Pero cuando lo hicieran no habría vuelta atrás. En aquel momento le entregaría su alma y su corazón, y por eso tenía que estar absolutamente segura antes de hacerlo.
—He matriculado a las niñas en la guardaría para el próximo
otoño —dijo entonces para cambiar de tema.
—¿Por qué lo has hecho? —preguntó Pedro, borrando de su rostro cualquier expresión de deseo.
—¿No crees que ya es hora de que amplíen un poco sus
horizontes?
—¿Horizontes? Ahora se tienen la una a la otra. Tienen a su
mamá y me tienen a mí.
—A eso me refiero exactamente —insistió Paula—. Necesitan algo más. Yo puedo enseñarles los números, las letras y los colores, pero necesitan relacionarse con otros niños. Mariana ha estado muy aislada.
—La hemos cuidado muy bien —replicó Pedro con sequedad.
—Eso ya lo sé —respondió Paula con voz suave, apretándole suavemente el hombro—. Has hecho un trabajo maravilloso con ella. Pero hay un momento en que empiezan a necesitar algo más que a sus padres.
—No van a ir a ningún sitio. Todavía no. ¿Haces esto porque
quieres tener más tiempo para trabajar?
El hecho de que Pedro pensara que quería «colocar» a las niñas con alguien le dolió.
—No. Esto no tiene nada que ver con trabajar. Se trata de
enriquecer sus vidas.
La florista apareció de nuevo y se acercó al mostrador con una cesta llena de lazos colgada del brazo.
—¿Han escogido ya el color de los vestidos de las damas de
honor?
—Todavía no. Ya volveremos cuando tengamos el tema más
avanzado.
Paula miró de reojo a Pedro. Estaba muy serio. De camino a
Willow Creek no dijo ni una sola palabra. Ella no fue capaz de discernir si estaba enfadado o simplemente pensativo.
Cuando llegaron a casa encontraron a Eleanora y a las niñas
fuera. La madre de Pedro estaba trasplantando flores mientras Abril y Mariana jugaban con una caja llena de tierra.
—¿Qué estáis haciendo, niñas? —preguntó Paula cuando
estuvieron a su lado.
—Ayudar a la abuela —respondió Mariana sin apartar la vista del montón de tierra que estaba juntando.
—¿Qué os parecería jugar con otros niños? —dijo entonces
Pedro, colocándose al lado de Paula.
—Yo jugaba con los niños en el parque —aseguró Abril alzando la vista.

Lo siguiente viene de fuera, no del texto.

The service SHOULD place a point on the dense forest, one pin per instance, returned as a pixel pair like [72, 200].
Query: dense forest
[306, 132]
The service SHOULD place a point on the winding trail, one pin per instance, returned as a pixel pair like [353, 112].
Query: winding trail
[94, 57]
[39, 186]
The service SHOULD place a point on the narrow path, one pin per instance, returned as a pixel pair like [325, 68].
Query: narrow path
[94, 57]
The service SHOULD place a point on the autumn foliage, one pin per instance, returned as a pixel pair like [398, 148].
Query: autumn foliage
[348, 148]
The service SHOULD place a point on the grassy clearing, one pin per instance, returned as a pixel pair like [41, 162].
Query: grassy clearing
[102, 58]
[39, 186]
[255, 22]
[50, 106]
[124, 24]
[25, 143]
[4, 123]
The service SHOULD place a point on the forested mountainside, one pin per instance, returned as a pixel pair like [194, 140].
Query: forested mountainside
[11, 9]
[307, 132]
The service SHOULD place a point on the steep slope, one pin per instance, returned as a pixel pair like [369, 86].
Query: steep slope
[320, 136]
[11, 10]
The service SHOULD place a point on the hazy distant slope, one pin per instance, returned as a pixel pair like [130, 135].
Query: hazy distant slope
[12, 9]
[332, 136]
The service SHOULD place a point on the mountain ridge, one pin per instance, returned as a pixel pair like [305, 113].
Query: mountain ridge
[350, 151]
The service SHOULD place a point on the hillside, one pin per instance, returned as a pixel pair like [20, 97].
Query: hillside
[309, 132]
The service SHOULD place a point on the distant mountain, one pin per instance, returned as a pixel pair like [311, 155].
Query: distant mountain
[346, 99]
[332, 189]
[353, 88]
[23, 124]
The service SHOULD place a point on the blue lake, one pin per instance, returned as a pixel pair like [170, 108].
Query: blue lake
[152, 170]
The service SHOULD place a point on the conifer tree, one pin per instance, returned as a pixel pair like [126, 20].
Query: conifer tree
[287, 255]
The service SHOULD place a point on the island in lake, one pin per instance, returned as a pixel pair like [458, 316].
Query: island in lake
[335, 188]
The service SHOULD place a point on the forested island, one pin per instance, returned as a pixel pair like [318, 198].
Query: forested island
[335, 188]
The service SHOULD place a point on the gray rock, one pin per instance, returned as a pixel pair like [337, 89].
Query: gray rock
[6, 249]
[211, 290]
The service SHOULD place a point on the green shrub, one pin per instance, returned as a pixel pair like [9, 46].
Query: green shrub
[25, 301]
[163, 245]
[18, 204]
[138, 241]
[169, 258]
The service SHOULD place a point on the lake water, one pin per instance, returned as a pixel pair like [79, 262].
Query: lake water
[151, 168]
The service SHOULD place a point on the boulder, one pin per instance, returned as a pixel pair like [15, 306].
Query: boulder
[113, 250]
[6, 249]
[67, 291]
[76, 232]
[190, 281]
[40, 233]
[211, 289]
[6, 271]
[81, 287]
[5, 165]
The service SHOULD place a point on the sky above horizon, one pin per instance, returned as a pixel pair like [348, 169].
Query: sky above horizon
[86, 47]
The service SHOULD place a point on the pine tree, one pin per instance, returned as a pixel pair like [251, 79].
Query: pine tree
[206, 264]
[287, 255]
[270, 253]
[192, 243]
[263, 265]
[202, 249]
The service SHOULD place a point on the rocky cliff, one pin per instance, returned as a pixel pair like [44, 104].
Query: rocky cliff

Paula no tenía intención de decir ni una palabra. Pedro había sacado el tema y pensaba dejarle manejar la situación a él.
—¿Y te gustaba?
Abril asintió con la cabeza.
—Mariana, ¿a ti qué te parece?
—¿Vendrá Abril también? —preguntó la niña inclinando
ligeramente la cabeza.
—Claro —contestó Pedro.
—Vale.
Pedro se puso de pie y tras decirle a su madre si no le importaba cuidar unos minutos más de las niñas, guió a Paula a la cocina.
—No termino de acostumbrarme a ti —le espetó una vez dentro.
—¿A qué te refieres?
—En primer lugar, no estoy acostumbrado a compartir la
responsabilidad sobre Mariana. Me resulta difícil.
—Lo siento, pero tengo que decirte lo que creo que es justo.
—Lo sé. Y quiero que lo hagas. Pero no esperes que esté de
acuerdo contigo siempre en un primer momento.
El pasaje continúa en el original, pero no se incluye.